State machine
TCP is described by a state machine with 11 states (RFC 793). Each connection on each side is in exactly one of them at any moment. Transitions happen when SYN/ACK/FIN/RST segments are sent or received, or when timers fire.
Client and server sides
Server (passive open) Client (active open)
CLOSED CLOSED
│ │
│ listen() │ connect()
▼ ▼
LISTEN SYN_SENT
│ │
│ rcv SYN, send SYN-ACK │ rcv SYN-ACK, send ACK
▼ ▼
SYN_RECV ESTABLISHED
│
│ rcv ACK
▼
ESTABLISHED
Key states
- LISTEN - the server socket is waiting for a SYN. Visible in
ss -tln - SYN_SENT - the client sent a SYN and is waiting for a reply
- SYN_RECV - the server received a SYN, sent a SYN-ACK, and is waiting for the ACK
- ESTABLISHED - handshake complete; data can flow
- FIN_WAIT_1 - we initiated the close (sent FIN)

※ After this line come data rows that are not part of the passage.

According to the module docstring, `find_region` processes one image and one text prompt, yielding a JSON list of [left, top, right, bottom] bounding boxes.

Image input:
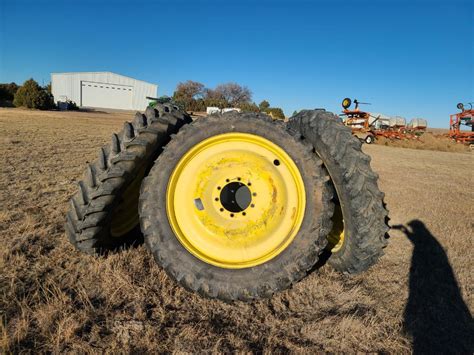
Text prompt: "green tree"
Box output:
[[258, 100, 270, 112], [0, 83, 18, 107], [213, 83, 252, 106], [265, 107, 285, 120], [13, 79, 54, 110], [237, 102, 260, 112], [173, 80, 204, 111]]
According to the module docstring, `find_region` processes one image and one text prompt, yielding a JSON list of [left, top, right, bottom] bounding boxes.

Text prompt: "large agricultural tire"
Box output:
[[289, 110, 389, 274], [65, 104, 192, 255], [139, 112, 333, 301]]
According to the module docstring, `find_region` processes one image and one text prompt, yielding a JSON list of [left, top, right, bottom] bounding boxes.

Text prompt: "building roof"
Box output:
[[51, 71, 156, 86]]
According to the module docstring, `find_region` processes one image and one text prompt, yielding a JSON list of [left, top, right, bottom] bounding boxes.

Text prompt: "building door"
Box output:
[[81, 81, 133, 110]]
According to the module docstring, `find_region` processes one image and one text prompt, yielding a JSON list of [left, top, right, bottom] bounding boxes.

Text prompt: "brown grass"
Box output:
[[376, 132, 470, 153], [0, 109, 474, 353]]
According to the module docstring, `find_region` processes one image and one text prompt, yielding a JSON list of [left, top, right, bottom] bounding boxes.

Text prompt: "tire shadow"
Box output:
[[392, 220, 474, 354]]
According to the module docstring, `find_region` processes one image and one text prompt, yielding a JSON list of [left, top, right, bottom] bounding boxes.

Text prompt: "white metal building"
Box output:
[[51, 72, 157, 110]]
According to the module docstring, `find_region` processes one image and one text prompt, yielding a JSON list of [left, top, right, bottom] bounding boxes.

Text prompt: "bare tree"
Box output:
[[213, 83, 252, 105]]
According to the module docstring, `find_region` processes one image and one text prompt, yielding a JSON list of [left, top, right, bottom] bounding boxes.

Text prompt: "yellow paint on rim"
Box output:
[[327, 205, 344, 253], [166, 133, 306, 269]]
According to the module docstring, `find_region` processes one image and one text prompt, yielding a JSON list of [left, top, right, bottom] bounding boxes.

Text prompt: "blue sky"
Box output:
[[0, 0, 474, 127]]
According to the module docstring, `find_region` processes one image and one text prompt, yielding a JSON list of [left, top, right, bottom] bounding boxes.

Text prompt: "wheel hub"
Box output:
[[166, 133, 306, 269]]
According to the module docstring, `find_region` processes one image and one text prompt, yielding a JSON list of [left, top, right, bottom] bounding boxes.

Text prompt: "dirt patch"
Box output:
[[376, 132, 470, 153], [0, 110, 474, 353]]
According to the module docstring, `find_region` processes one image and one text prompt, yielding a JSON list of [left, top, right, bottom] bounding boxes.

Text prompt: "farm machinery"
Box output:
[[448, 102, 474, 147], [341, 98, 427, 144], [65, 102, 389, 301]]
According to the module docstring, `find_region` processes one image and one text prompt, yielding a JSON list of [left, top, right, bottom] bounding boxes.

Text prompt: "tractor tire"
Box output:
[[139, 112, 333, 301], [65, 105, 192, 255], [289, 110, 389, 274]]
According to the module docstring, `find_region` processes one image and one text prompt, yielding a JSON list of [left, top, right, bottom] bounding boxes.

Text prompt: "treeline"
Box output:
[[173, 80, 285, 119], [0, 79, 55, 110]]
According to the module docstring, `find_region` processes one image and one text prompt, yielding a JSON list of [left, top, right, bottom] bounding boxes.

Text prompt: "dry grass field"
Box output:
[[0, 109, 474, 354]]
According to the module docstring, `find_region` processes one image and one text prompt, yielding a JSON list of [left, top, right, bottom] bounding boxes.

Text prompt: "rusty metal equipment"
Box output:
[[448, 102, 474, 146]]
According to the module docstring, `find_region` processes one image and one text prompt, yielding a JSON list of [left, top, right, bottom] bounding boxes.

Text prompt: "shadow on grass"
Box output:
[[392, 220, 474, 354]]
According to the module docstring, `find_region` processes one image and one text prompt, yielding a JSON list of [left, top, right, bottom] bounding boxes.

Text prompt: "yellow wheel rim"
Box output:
[[166, 133, 306, 269], [327, 205, 344, 253]]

- FIN_WAIT_2 - the peer ACKed our FIN; we are waiting for the peer's FIN
- CLOSE_WAIT - the peer sent FIN first and we ACKed it; your job now is to call close(). If the application does not close the socket, it stays here
- LAST_ACK - we sent our FIN in response to CLOSE_WAIT and are waiting for the ACK
- TIME_WAIT - both sides sent FIN+ACK; we wait 2*MSL (~60 s) to absorb any delayed packets from the old connection
- CLOSED - no connection
TIME_WAIT: why you see so many
After a close, the active side (the one that closed first) stays in TIME_WAIT for ~60 seconds. This is by design: it protects against packets from an old connection arriving at a new one that reuses the same 4-tuple (src/dst IP+port).
On a client that opens many short-lived connections (HTTP/1.0 without keep-alive, redis clients without pooling), outgoing ports run out fast:
ss -tn state time-wait | wc -l
# thousands means potential source-port exhaustion
Solutions:
- HTTP keep-alive or connection pooling in the application
net.ipv4.tcp_tw_reuse=1to reuse TIME_WAIT sockets for outgoing connect (on the client)net.ipv4.ip_local_port_rangeto widen the ephemeral port range
CLOSE_WAIT: the application forgot close()
CLOSE_WAIT means the peer closed its side and the kernel is waiting for you
to call close(). If the count grows over time, the application has a leak:
it receives EOF on a socket and does not close the file descriptor. This is
a classic bug in EOF handling in Node.js, Java, and Python.
Visible via ss -tn state close-wait.